The US may simply withdraw its support from NATO and from Ukraine, putting Europe in an even greater strategic bind.

So far, Europe’s response has been fairly tepid. Earlier this week, six European allies – the UK, France, Germany, Italy, Poland and Spain – backed Denmark with a joint statement which said, "Greenland belongs to its people, and only Denmark and Greenland can decide on matters concerning their relations.”

However, there was no common statement from all 27 EU members, underlining just how divided the bloc remains over its response to the Trump administration’s increasingly belligerent rhetoric and actions.

A Christmas present for Putin

And what of Russia in all of this? According to Arnold, the Greenland situation is “like a Christmas present” for Vladimir Putin, because it shows deep fissures within the NATO alliance.

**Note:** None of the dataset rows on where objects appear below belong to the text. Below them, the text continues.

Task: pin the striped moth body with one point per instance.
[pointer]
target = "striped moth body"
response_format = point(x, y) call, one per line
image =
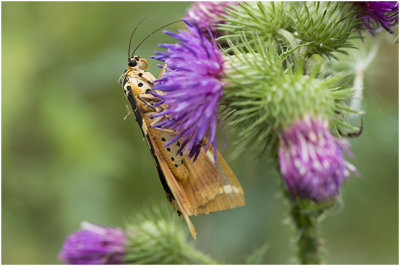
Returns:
point(202, 187)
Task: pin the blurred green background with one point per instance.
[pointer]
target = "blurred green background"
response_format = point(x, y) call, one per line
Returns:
point(68, 155)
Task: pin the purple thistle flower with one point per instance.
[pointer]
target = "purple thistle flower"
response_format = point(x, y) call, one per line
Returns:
point(208, 14)
point(94, 245)
point(311, 160)
point(192, 87)
point(378, 15)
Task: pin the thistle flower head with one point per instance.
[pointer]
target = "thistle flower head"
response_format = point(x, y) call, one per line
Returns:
point(192, 87)
point(208, 15)
point(311, 160)
point(94, 245)
point(378, 15)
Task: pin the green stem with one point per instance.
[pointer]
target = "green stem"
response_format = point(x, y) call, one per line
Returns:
point(309, 243)
point(196, 256)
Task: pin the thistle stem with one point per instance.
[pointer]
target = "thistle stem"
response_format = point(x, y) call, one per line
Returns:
point(197, 257)
point(309, 244)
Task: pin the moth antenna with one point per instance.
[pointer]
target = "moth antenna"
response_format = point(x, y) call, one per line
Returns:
point(160, 28)
point(130, 39)
point(353, 134)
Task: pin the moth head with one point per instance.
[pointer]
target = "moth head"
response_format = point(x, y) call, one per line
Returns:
point(136, 62)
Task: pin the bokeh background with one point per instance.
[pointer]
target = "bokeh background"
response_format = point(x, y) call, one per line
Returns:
point(68, 156)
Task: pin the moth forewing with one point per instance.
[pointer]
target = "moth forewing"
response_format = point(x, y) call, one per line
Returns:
point(195, 188)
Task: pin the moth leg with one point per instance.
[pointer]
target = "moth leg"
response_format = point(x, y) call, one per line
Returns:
point(141, 98)
point(162, 71)
point(157, 120)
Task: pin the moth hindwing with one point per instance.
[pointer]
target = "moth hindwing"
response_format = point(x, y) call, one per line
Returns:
point(202, 187)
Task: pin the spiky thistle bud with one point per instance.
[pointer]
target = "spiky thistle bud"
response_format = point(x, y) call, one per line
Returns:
point(94, 244)
point(208, 15)
point(153, 236)
point(193, 88)
point(311, 160)
point(380, 15)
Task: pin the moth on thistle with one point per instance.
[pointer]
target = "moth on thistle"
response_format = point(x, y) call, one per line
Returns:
point(202, 187)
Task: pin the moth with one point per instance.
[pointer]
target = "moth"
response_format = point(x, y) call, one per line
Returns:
point(201, 187)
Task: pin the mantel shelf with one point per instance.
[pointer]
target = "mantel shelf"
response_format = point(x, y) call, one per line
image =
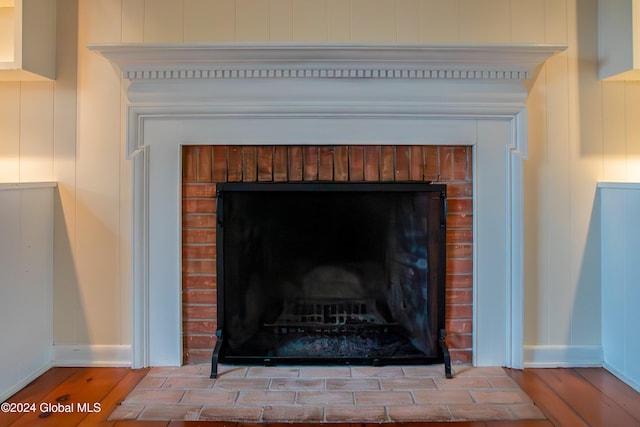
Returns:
point(295, 60)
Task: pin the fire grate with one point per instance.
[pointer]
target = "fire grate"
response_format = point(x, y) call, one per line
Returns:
point(327, 314)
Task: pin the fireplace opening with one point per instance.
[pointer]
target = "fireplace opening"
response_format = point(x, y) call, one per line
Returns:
point(332, 273)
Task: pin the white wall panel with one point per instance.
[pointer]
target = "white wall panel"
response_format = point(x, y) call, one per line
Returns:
point(308, 22)
point(36, 131)
point(556, 23)
point(485, 21)
point(26, 283)
point(10, 131)
point(527, 21)
point(252, 20)
point(439, 21)
point(373, 20)
point(558, 289)
point(408, 21)
point(535, 215)
point(339, 20)
point(614, 131)
point(281, 20)
point(632, 157)
point(620, 271)
point(132, 21)
point(200, 20)
point(163, 21)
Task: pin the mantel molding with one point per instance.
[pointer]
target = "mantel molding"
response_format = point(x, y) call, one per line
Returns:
point(297, 60)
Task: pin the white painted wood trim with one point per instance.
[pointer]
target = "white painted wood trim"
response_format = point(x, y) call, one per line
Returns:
point(326, 60)
point(562, 356)
point(620, 185)
point(327, 94)
point(5, 394)
point(92, 355)
point(631, 382)
point(26, 185)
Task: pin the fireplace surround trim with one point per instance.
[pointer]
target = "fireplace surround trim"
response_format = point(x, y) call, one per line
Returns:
point(450, 95)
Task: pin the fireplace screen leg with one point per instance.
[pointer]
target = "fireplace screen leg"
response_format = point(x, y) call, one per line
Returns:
point(216, 353)
point(447, 356)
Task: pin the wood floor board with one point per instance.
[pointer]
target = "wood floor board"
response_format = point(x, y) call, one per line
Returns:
point(36, 390)
point(590, 397)
point(86, 386)
point(610, 386)
point(586, 400)
point(558, 411)
point(113, 399)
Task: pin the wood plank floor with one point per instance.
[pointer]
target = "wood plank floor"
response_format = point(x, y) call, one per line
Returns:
point(568, 397)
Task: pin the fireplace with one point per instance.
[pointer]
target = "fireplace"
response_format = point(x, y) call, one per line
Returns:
point(325, 95)
point(328, 272)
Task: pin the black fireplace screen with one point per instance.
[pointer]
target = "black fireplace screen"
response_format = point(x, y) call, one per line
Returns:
point(349, 273)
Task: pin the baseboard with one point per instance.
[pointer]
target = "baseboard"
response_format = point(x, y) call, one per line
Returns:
point(633, 383)
point(5, 394)
point(92, 355)
point(562, 356)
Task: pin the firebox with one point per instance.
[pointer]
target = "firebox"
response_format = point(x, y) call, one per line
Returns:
point(331, 273)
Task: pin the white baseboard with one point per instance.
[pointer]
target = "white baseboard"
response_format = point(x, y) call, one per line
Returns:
point(562, 356)
point(633, 383)
point(92, 355)
point(5, 394)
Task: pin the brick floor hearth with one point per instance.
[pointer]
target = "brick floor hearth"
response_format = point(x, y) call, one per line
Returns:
point(327, 394)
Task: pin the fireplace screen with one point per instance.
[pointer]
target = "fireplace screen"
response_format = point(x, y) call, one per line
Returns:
point(332, 273)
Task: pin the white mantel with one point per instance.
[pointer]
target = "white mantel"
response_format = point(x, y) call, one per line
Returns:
point(327, 94)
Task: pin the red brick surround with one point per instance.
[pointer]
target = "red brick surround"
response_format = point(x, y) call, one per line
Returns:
point(203, 166)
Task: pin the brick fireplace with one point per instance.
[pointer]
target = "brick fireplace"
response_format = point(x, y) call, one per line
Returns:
point(203, 166)
point(461, 104)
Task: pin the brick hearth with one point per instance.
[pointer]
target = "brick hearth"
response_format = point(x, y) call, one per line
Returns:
point(203, 166)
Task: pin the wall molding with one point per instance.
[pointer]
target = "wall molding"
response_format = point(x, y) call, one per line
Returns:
point(5, 394)
point(562, 356)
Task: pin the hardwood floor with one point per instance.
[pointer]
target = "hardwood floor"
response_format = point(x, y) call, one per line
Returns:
point(568, 397)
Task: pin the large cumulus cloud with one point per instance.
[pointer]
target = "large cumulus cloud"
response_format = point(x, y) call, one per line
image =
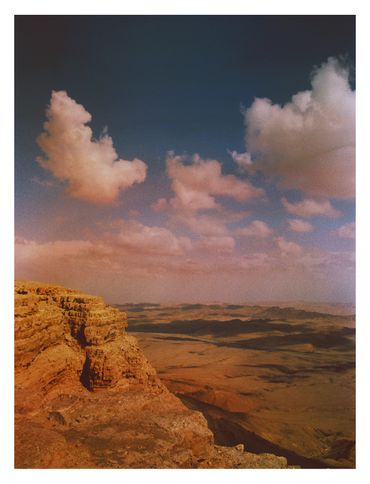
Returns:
point(308, 143)
point(90, 167)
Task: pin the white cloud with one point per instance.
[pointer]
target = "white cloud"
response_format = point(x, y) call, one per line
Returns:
point(257, 229)
point(310, 208)
point(308, 143)
point(243, 160)
point(288, 248)
point(90, 167)
point(196, 185)
point(346, 231)
point(298, 225)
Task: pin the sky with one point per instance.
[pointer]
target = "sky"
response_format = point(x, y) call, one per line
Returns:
point(187, 158)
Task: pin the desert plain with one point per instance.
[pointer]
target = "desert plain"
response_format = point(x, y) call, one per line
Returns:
point(277, 379)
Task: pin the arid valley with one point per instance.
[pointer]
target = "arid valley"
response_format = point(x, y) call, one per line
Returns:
point(280, 380)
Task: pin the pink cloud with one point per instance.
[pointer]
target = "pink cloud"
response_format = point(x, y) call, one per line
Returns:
point(136, 237)
point(298, 225)
point(309, 208)
point(202, 224)
point(196, 185)
point(257, 229)
point(214, 244)
point(288, 248)
point(159, 205)
point(346, 231)
point(308, 143)
point(91, 168)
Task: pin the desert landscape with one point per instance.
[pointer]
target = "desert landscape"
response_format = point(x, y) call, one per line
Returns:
point(87, 397)
point(185, 242)
point(275, 379)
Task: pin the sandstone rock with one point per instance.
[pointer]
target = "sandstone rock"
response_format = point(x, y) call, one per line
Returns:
point(86, 396)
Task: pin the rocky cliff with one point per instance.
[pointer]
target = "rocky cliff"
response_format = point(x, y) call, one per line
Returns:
point(86, 396)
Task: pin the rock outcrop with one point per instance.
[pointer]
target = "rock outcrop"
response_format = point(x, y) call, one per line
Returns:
point(86, 396)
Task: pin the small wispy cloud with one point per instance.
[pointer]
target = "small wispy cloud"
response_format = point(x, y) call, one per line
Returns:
point(346, 231)
point(301, 226)
point(310, 208)
point(195, 185)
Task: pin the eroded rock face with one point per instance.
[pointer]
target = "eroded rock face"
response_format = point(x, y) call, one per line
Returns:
point(86, 396)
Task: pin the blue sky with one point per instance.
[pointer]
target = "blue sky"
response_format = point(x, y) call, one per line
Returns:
point(188, 85)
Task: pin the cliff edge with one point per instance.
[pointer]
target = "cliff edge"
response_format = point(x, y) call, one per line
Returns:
point(86, 396)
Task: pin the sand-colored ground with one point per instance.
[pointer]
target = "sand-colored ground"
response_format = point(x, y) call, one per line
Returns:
point(278, 380)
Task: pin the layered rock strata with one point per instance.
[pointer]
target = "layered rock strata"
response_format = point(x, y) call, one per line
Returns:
point(86, 396)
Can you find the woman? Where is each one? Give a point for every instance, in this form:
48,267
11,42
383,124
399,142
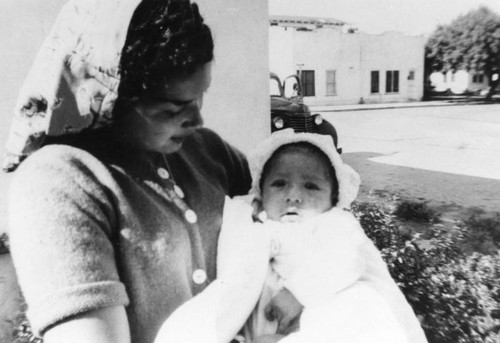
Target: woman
113,229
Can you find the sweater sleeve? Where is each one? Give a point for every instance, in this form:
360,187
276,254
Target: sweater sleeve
61,226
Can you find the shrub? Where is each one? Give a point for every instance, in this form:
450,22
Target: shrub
4,244
416,211
484,234
455,295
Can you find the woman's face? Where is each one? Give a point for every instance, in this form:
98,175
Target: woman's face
163,118
297,186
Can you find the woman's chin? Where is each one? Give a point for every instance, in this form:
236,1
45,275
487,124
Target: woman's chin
290,218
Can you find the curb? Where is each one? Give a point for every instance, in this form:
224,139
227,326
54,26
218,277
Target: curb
393,106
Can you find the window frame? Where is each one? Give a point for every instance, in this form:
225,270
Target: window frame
306,83
392,81
332,82
375,82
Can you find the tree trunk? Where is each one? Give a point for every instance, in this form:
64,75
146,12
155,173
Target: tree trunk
493,87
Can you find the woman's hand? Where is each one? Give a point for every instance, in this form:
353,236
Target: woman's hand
286,309
318,258
220,311
268,338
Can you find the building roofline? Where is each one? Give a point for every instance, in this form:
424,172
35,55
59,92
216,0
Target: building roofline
297,21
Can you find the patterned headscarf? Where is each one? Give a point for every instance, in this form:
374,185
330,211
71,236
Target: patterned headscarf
96,50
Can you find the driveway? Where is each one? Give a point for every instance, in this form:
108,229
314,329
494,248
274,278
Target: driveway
445,155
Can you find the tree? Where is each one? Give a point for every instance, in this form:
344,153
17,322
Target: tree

“Putin knows that he can't defeat NATO militarily but he can potentially defeat NATO politically,” he says. “Putin doesn't have the power to create the level of discord in the alliance that we're up to today. I think you're likely to see a lot more Russian activity now as well disinformation...to try and build a bigger wedge within the alliance.”

While NATO members were galvanised by Russian aggression in Ukraine, Arnold believes “instability brought about by the actions of the pre-eminent ally” will have the opposite effect.

“Even if everything de-escalates and we move on to other things, I think the damage has pretty much already been done,” says Arnold. “It's an alliance based on trust, and for the US to act in this manner towards an ally is something pretty extraordinary.”

Difficult times lie ahead for NATO, then. But Arnold points out that the alliance has faced challenges before and proved itself to be resilient. At various stages in its history, people have sounded the death knell for NATO, but were always proven wrong.

Arnold assesses that NATO will not allow things to escalate to armed conflict between allies. “I don't think that NATO as an organisation would let it get that far because the optics of it would be terrible,” he says, noting that such a scenario would be a big win for Putin.

He only envisages a full-scale military intervention by the US if there is significant pushback from the Danes and Greenlanders over a troop build-up.

“There might be a bit of a trap brewing by Trump and his people to have the Europeans forcefully say the US can’t do more in Greenland without further agreements,” he says.

“And then that actually creates the rationale for the US to do it [take the island by force].”